Zoom Video (ZM +1%) was dialed in during Q4 (Jan), posting its widest earnings beat in two years and topping revenue expectations after two-straight quarters of misses. The video conferencing service provider issued a mild Q1 (Apr) and FY24 (Jan) revenue forecast, partly dampening enthusiasm today. However, ZM's upbeat EPS outlook reflected healthy progress regarding the company's recent plans to cut costs.

  • The attention-grabbing headline was ZM's significant bottom-line upside. Adjusted EPS fell by just 5% yr/yr to $1.22. Meanwhile, ZM expanded sales by 4.3% yr/yr to $1.12 bln.

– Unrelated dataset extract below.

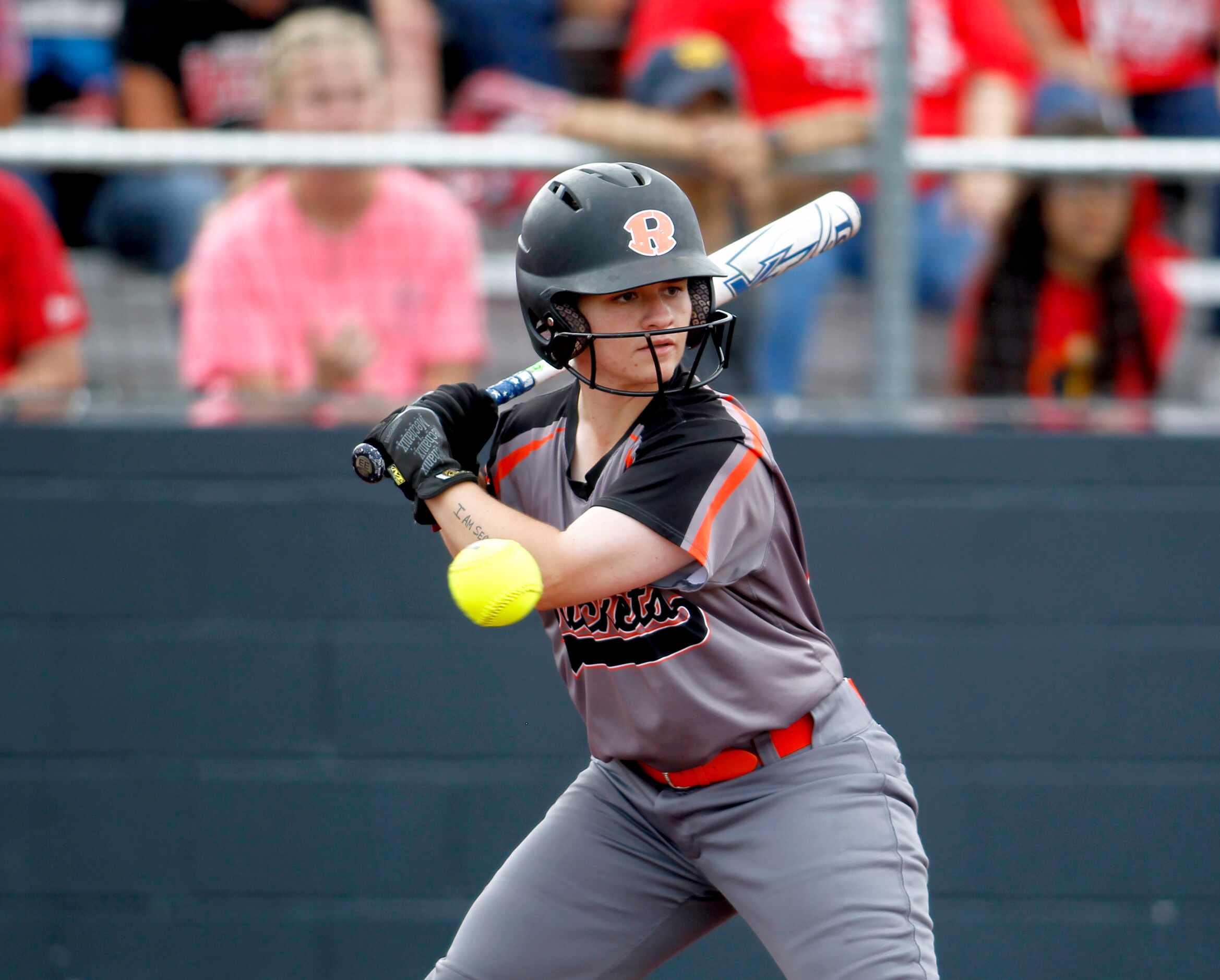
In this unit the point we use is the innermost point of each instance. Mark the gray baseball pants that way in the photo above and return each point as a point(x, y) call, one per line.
point(818, 852)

  • Solid appreciation of ZM's larger customer base contributed to the buoyant headline numbers. The company grew the number of customers contributing over $100K in TTM sales by roughly 27% yr/yr to over 3,400. Likewise, ZM added 12% more Enterprise customers from the prior year and 2% from Q3, bringing the total to around 213,000.
  • Expenses continued to comprise a greater portion of total revenue in Q4, mainly on the R&D and sales and marketing front, underscoring ZM's commitment to continually innovate and remain competitive. R&D expenses as a percentage of total revs increased to 9.2% in Q4 from 6.7% in the year-ago period. Similarly, sales and marketing expenses as a percentage of Q4 revs came in at 26.9%, up from 23.4% in 4Q22.
    • It is important to remember that ZM's cost-cutting measures almost entirely surrounded labor. The firm reduced its workforce by 15%, cut the CEO's salary by 98%, and reduced other executives' salaries by 20% for FY24. Therefore, it is not a red flag that R&D and marketing expenses continue to climb, especially since ZM reiterated during the call that innovation will remain a top priority.
  • ZM's restructuring benefits were most evident by its FY24 adjusted EPS forecast. The company is projecting earnings of $4.11-4.18, crushing consensus and representing just a 5% dip yr/yr at the midpoint.
  • On the flip side, ZM's revenue forecast was less impressive, guiding to sales of $4.435-4.455 bln in FY24, missing expectations and translating to just a 1% improvement yr/yr at the midpoint. Management cited unfavorable macroeconomic conditions as the culprit in its conservative outlook.
It is no secret that ZM's path since the height of the pandemic has been anything but smooth. Sales growth has fallen off a cliff, going from quarters where sales skyrocketed over 300% yr/yr to a FY24 outlook of just 1%. ZM does boast some positives. The company sits on over $5.0 bln in cash, allowing for future aggressive M&A activity. ZM is also enhancing its other products like Zoom Rooms and Zoom Phone to diversify its revenue stream. Still, ZM's future remains rife with challenges, especially given the heap of alternatives from massive players in this space, like Microsoft (MSFT) and Cisco (CSCO), as well as smaller names like TeamViewer and 247meeting.